04:29We structured it.
04:30Because you lend and you foreclosed, right?
04:32We lend on that, and with our partner, we foreclosed.
04:35We brought in a new investor, and we're in the midst of developing that.
04:38I think it will be very positive for the city.
04:40Well, something that I'm wondering, you know, again, it feels like multifamily, it's hot,
04:45especially when you think about some of the markets you mentioned.
04:47How competitive is it right now?
04:49How does that compare to the last several years?
04:51Well, I think from a lending standpoint, I would not describe it.
04:55It's competitive.
04:56It's probably the most competitive property type.
04:59In one of our strategies, 64% of the loans that we're making are in multifamily.
05:05And so it's competitive, but you can still get a good spread.
05:08I think on the equity side, with the exception of the really, really hot markets,
05:14particularly New York and San Francisco, we're nowhere close to where we were when,
05:19Romain, as you were saying, when values were higher and rates were a lot lower.
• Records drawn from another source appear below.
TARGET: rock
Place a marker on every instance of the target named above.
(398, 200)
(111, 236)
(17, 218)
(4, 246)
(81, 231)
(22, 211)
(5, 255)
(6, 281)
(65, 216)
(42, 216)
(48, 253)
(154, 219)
05:24I am curious just about the investability in this for individual investors.
05:28And we were speaking a little bit earlier with the head of the company a couple days ago
05:32about the launch of the Fortress Real Estate Exchange,
05:35which I assume is more directed towards that wealth channel there.
05:38And we're talking about residential housing, senior housing, things like that.
05:44What we're focused on there, this is our Delaware statutory trust product.
05:49And so what's happening, and it's been happening for the last few years,
05:52but it's accelerating, is you have baby boomers who've invested in real estate,
05:56sometimes second homes, investment properties.
05:59They want to sell those properties.
06:01And they're going to have a gain, which is great for them,
06:04but they don't want to pay tax on the gain.
06:06So the Delaware statutory trust product allows an investor to shelter that gain
06:13in a new real estate asset.
06:15But they're not required, like in a 1031 exchange, to manage the asset.
06:21And then they get a current return of, say, 5%, 6%.
06:24And then it allows them to defer the basis until they pass away,
06:28and they pass it on to their heirs.
06:31And speaking of baby boomers, let's talk a little bit, too, about senior housing,
06:35because that's another big topic.
06:36When you talk about residential, usually what we hear is multifamily,
06:40and we hear senior housing as well.
06:43How market-specific is that, or does that more extend broad brush across the country?
06:48So we've been very active in senior housing.
06:50In fact, we've been one of the largest purchasers of senior housing projects
06:54outside of the two large public companies in the U.S. over the last few years.
06:59When you sit back, the seniors' housing market has always been kind of that next great investment,
07:05not always, maybe for the last 20 years.
07:08But people got the timing wrong, meaning that the baby boomers,
07:12the thought was when they got to be 80 years old or 75 years old,
07:15they'd just go ahead and move.
07:16But they didn't want to do that.
07:18They were healthier.
07:19People were living longer.
07:20So what happened was there was a lot of carnage in the industry over 5, 10 years ago.
07:25That's changed because there's not a lot of new supply.
07:28And there's much more demand.
07:31So we're focused primarily in the south, southeast, in private pay-type situations.
07:38The returns that we're getting are very attractive.